An aquifer is an underground layer of rock or gravel that is capable of holding water and supplying it to wells or springs. An aquifer may be a small strip supplying one or two mountain pools that go unnoticed except in spring, or it may be a huge underground reservoir like the Ogallala aquifer, that supplies eight parched states with water.
At road-cuts through hills or mountains, or along canyon sides, nearly everyone has seen rock piled in distinct layers. These layers may be tilted or bent, or partly eroded away, but it is still easy to imagine how the rocks must have been piled up over the centuries, shale over sandstone over differing shale.
Some kinds of rock are more permeable than others, with pores between the grains of mineral where water can pass or be held. Other kinds of rock, like shale, are relatively impermeable, and will not allow water through. Rock that will not let water pass is caprock, or aquaclude. A layer of rock, sand, or gravel that can hold water may form an aquifer.
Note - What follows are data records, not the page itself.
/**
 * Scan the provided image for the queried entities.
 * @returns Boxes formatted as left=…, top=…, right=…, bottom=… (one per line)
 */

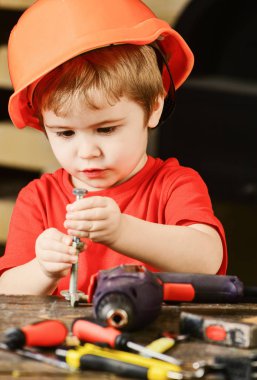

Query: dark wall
left=0, top=5, right=40, bottom=256
left=159, top=0, right=257, bottom=284
left=0, top=7, right=24, bottom=122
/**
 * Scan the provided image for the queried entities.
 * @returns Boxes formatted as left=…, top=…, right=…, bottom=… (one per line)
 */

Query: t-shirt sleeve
left=0, top=185, right=45, bottom=275
left=164, top=168, right=227, bottom=274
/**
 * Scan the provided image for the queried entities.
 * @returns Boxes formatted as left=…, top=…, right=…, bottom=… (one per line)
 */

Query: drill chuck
left=95, top=293, right=133, bottom=329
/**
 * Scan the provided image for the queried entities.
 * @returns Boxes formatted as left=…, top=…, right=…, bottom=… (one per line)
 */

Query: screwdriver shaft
left=127, top=341, right=182, bottom=366
left=69, top=190, right=86, bottom=306
left=69, top=257, right=79, bottom=294
left=62, top=188, right=88, bottom=306
left=0, top=343, right=70, bottom=370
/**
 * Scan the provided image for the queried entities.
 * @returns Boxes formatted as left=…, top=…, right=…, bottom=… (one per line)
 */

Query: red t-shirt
left=0, top=156, right=227, bottom=294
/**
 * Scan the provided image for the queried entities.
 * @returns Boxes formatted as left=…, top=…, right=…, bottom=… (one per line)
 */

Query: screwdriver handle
left=80, top=354, right=179, bottom=380
left=72, top=319, right=126, bottom=348
left=4, top=319, right=68, bottom=349
left=80, top=354, right=148, bottom=379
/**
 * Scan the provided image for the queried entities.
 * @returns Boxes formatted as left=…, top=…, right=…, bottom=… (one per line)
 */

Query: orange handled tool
left=72, top=318, right=127, bottom=348
left=72, top=319, right=181, bottom=366
left=4, top=319, right=68, bottom=349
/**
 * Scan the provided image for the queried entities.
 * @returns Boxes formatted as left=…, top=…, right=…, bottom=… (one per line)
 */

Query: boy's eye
left=56, top=130, right=75, bottom=137
left=97, top=127, right=115, bottom=134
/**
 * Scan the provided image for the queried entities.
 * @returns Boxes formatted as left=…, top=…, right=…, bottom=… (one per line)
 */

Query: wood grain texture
left=0, top=295, right=256, bottom=379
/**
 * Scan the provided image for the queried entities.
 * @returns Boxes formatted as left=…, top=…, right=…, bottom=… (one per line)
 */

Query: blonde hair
left=33, top=44, right=165, bottom=124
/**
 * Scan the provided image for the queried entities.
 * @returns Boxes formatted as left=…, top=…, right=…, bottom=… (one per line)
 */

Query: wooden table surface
left=0, top=295, right=256, bottom=379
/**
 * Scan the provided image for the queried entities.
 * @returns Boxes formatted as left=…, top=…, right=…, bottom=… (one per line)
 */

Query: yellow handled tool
left=56, top=343, right=187, bottom=379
Different kinds of rock have differing amounts of porosity. Some sedimentary rocks like sandstone and conglomerate (which is made of pebbles and boulders mixed with sand) have high porosity because of the large spaces between the deposited grains. For similar reasons, buried beaches and gravel beds have high porosity because there is room for water between the grains. When fine silt is mixed into the sand though, porosity declines, as the pores fill with fine particles. Limestone may have cavernous openings dissolved out of the mass through chemical action, and hold a lot of water.
Mud and clay begin as formations that carry water. But when they are compacted into slate, mudstone, they become impenetrable. Many igneous rocks are impenetrable too, because they have melted together and lack pores. Heat and pressure have also altered metamorphic rocks to a state in which their component crystals have grown together without pores. Any of these rocks can be fractured or faulted through, however, to a point that water finds passage.
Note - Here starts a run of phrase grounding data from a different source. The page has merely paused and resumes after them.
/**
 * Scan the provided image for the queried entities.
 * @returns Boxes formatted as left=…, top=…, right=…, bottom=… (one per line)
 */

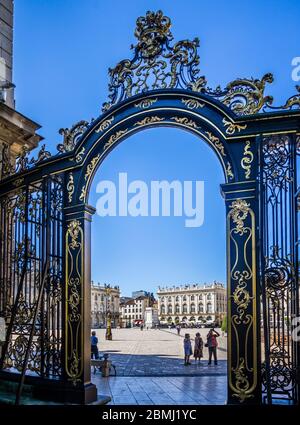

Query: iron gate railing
left=260, top=134, right=299, bottom=404
left=0, top=175, right=64, bottom=379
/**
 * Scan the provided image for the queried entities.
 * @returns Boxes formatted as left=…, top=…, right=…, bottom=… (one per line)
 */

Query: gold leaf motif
left=67, top=173, right=74, bottom=203
left=181, top=98, right=205, bottom=109
left=134, top=116, right=164, bottom=126
left=103, top=129, right=128, bottom=150
left=95, top=116, right=114, bottom=133
left=75, top=147, right=85, bottom=163
left=241, top=141, right=254, bottom=179
left=205, top=131, right=226, bottom=157
left=222, top=118, right=247, bottom=135
left=134, top=98, right=158, bottom=109
left=232, top=358, right=254, bottom=403
left=67, top=219, right=81, bottom=249
left=79, top=185, right=86, bottom=202
left=226, top=162, right=234, bottom=180
left=229, top=199, right=250, bottom=235
left=232, top=271, right=253, bottom=323
left=171, top=117, right=199, bottom=129
left=85, top=154, right=101, bottom=180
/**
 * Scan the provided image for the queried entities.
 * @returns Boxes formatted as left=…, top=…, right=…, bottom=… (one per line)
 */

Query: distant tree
left=221, top=315, right=227, bottom=333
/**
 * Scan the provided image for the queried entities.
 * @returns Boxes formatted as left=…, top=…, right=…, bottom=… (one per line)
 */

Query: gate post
left=63, top=203, right=97, bottom=404
left=221, top=181, right=261, bottom=404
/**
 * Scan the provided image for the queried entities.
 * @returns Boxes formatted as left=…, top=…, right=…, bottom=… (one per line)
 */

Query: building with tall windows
left=90, top=282, right=120, bottom=328
left=157, top=282, right=226, bottom=325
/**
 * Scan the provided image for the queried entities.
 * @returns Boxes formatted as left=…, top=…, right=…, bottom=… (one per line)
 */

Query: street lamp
left=104, top=284, right=112, bottom=340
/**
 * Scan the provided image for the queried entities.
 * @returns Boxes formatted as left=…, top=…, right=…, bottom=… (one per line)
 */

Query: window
left=207, top=293, right=212, bottom=301
left=168, top=296, right=172, bottom=302
left=199, top=294, right=203, bottom=300
left=168, top=305, right=173, bottom=314
left=183, top=304, right=187, bottom=314
left=207, top=302, right=212, bottom=313
left=175, top=296, right=179, bottom=302
left=161, top=305, right=165, bottom=315
left=198, top=303, right=204, bottom=313
left=190, top=303, right=195, bottom=313
left=175, top=304, right=180, bottom=313
left=183, top=295, right=187, bottom=302
left=161, top=297, right=165, bottom=302
left=191, top=295, right=195, bottom=301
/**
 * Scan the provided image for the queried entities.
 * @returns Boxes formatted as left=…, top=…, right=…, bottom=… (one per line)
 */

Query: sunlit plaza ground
left=92, top=327, right=227, bottom=405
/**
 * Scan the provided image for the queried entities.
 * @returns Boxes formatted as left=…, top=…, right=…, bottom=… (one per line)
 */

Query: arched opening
left=87, top=125, right=227, bottom=404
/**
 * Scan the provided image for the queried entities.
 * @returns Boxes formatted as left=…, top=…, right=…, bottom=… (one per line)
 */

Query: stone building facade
left=119, top=296, right=152, bottom=327
left=90, top=282, right=120, bottom=328
left=157, top=282, right=226, bottom=325
left=0, top=0, right=42, bottom=180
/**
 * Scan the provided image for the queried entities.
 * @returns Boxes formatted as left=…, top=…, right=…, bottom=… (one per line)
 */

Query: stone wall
left=0, top=0, right=14, bottom=107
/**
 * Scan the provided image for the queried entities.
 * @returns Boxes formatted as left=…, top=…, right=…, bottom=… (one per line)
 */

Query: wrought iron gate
left=0, top=10, right=299, bottom=405
left=260, top=135, right=299, bottom=404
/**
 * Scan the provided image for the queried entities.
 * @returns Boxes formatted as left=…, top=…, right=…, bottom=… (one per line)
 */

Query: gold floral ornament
left=205, top=74, right=274, bottom=116
left=102, top=10, right=206, bottom=111
left=222, top=118, right=247, bottom=135
left=229, top=199, right=250, bottom=235
left=181, top=98, right=205, bottom=109
left=57, top=120, right=89, bottom=153
left=241, top=141, right=254, bottom=179
left=67, top=219, right=81, bottom=249
left=171, top=117, right=199, bottom=129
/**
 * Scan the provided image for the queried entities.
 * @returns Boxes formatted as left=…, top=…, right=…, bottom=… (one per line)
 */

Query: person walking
left=91, top=331, right=99, bottom=359
left=184, top=333, right=192, bottom=365
left=206, top=328, right=220, bottom=365
left=176, top=324, right=181, bottom=336
left=194, top=332, right=203, bottom=363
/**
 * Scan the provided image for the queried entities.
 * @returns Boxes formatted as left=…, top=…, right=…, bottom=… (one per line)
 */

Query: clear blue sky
left=13, top=0, right=300, bottom=296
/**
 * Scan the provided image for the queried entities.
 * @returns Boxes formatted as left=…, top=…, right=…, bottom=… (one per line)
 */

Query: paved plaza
left=92, top=328, right=227, bottom=405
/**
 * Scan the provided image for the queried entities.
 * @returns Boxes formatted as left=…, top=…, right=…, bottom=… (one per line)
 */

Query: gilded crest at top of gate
left=102, top=10, right=300, bottom=116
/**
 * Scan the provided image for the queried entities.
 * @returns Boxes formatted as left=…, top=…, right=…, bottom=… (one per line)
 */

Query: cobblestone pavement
left=91, top=328, right=227, bottom=405
left=92, top=327, right=227, bottom=376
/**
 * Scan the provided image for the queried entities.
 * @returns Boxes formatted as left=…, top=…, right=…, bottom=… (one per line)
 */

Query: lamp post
left=104, top=284, right=112, bottom=340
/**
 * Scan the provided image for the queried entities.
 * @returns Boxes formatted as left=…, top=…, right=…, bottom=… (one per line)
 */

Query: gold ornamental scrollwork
left=228, top=198, right=257, bottom=402
left=103, top=129, right=128, bottom=150
left=67, top=173, right=75, bottom=204
left=84, top=154, right=101, bottom=180
left=95, top=116, right=114, bottom=133
left=134, top=116, right=164, bottom=127
left=241, top=141, right=254, bottom=179
left=229, top=199, right=250, bottom=235
left=134, top=98, right=158, bottom=109
left=79, top=153, right=101, bottom=202
left=205, top=131, right=226, bottom=157
left=226, top=162, right=234, bottom=181
left=75, top=147, right=85, bottom=163
left=181, top=98, right=205, bottom=110
left=232, top=358, right=254, bottom=403
left=222, top=118, right=247, bottom=135
left=65, top=219, right=84, bottom=386
left=171, top=117, right=199, bottom=129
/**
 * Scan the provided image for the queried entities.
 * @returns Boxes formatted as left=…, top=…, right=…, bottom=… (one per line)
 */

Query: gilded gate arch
left=0, top=10, right=299, bottom=405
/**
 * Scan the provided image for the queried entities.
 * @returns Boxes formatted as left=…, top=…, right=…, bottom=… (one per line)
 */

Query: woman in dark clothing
left=194, top=332, right=203, bottom=363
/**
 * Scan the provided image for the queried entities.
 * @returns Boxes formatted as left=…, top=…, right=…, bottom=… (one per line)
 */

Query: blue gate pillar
left=221, top=181, right=261, bottom=404
left=63, top=203, right=98, bottom=404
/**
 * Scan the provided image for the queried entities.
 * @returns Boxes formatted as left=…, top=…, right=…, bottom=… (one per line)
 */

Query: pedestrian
left=183, top=333, right=192, bottom=365
left=206, top=328, right=220, bottom=365
left=176, top=324, right=181, bottom=336
left=140, top=324, right=144, bottom=331
left=194, top=332, right=203, bottom=363
left=91, top=331, right=99, bottom=359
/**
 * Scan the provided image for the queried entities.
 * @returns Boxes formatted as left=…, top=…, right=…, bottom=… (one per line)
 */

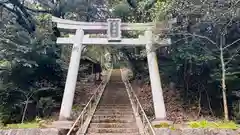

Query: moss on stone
left=154, top=122, right=170, bottom=128
left=153, top=120, right=240, bottom=130
left=187, top=120, right=240, bottom=130
left=1, top=122, right=40, bottom=129
left=154, top=122, right=176, bottom=130
left=0, top=117, right=54, bottom=129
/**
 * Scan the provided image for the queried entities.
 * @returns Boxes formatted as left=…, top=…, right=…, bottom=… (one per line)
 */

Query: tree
left=13, top=87, right=56, bottom=123
left=0, top=0, right=114, bottom=124
left=1, top=0, right=109, bottom=33
left=0, top=10, right=65, bottom=123
left=164, top=0, right=240, bottom=120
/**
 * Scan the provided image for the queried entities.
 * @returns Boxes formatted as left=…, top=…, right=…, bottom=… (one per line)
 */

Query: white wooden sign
left=107, top=18, right=121, bottom=42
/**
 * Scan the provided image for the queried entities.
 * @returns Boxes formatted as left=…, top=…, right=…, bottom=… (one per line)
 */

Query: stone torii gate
left=52, top=16, right=174, bottom=122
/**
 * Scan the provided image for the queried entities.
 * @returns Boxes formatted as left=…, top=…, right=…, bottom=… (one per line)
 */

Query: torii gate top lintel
left=52, top=16, right=172, bottom=32
left=52, top=16, right=174, bottom=46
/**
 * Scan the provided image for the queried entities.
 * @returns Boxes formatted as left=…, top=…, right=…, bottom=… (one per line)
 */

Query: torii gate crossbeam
left=52, top=16, right=175, bottom=122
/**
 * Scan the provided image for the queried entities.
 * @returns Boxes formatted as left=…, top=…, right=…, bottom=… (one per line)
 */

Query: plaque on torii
left=107, top=18, right=121, bottom=42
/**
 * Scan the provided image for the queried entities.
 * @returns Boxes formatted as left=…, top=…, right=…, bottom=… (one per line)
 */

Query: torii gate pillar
left=59, top=29, right=84, bottom=120
left=145, top=29, right=166, bottom=120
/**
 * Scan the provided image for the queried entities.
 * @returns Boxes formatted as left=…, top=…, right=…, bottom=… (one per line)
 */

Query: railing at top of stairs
left=121, top=69, right=156, bottom=135
left=66, top=69, right=112, bottom=135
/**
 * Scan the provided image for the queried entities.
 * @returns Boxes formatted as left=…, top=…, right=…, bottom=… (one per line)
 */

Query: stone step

In general, an aquifer sits above an aquaclude, and perhaps below one. A perched water table happens when a raised aquifer is separated form the main water table below by aquaclude. The water of the upper aquifer may flow along the top of the aquaclude until it finds its way out at a spring line along a cliff. One California
example of this is Moses Spring at Pinnacles National Monument, where, in late winter, water rains down on delighted hikers.
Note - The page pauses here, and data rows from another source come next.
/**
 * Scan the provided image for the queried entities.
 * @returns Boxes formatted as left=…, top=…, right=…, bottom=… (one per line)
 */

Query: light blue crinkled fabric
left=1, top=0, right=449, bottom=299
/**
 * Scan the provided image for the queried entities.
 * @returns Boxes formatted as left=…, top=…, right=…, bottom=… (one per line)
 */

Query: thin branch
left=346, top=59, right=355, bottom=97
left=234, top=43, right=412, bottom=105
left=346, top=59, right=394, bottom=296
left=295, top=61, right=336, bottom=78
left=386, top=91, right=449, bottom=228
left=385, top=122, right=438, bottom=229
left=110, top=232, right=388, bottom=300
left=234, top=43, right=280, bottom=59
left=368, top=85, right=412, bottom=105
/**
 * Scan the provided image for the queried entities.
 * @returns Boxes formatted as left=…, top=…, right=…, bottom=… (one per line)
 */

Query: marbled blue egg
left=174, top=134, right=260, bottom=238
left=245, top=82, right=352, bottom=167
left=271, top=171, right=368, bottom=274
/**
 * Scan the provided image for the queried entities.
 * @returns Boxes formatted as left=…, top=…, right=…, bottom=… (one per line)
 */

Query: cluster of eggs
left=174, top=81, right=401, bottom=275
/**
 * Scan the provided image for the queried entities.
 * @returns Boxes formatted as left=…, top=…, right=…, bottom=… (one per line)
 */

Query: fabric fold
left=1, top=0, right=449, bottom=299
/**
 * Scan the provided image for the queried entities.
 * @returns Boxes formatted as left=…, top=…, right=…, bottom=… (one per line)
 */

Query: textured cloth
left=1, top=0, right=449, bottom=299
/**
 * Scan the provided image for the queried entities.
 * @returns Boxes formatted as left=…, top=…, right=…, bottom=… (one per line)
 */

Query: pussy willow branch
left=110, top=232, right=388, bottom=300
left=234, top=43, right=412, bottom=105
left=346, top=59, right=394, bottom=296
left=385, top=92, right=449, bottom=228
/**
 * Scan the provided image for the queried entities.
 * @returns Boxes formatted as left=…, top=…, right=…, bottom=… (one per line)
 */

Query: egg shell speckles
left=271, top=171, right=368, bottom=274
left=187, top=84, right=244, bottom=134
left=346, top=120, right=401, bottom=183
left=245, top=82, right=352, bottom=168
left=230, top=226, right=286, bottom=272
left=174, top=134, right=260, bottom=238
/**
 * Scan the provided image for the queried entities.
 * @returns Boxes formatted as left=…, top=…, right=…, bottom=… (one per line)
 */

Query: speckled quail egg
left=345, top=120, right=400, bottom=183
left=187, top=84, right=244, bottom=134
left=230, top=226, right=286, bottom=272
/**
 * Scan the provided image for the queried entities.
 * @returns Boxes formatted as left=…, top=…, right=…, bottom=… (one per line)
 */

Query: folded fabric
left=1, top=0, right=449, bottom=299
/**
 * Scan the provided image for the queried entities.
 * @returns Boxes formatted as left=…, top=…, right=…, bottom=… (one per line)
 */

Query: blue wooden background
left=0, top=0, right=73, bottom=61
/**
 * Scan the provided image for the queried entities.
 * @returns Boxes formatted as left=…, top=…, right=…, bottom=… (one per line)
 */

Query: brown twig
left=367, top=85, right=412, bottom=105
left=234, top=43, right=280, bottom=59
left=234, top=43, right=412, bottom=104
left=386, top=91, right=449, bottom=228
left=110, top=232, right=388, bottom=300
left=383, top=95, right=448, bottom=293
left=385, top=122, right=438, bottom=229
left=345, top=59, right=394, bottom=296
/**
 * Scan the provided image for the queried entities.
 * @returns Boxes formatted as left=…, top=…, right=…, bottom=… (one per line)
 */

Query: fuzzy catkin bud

Another interesting type of discharge is the artesian spring. Here, a down-sloping aquifer is charged at a high elevation, and the water flows downhill until it finds an opening, possibly miles away. Then the water pressure makes natural fountains where water leaves the ground at the low point of the valley.
Problems with aquifers arise when water is taken from the aquifer at a greater rate than it can reasonably sustain. Eventually the mineral water, deposited over the centuries, will be gone. Another problem can arise when industrial or agricultural chemicals pollute the aquifer. Overbuilding, too, can prevent the aquifer from recharging, as water slides off asphalt and concrete, and flows uselessly to sea.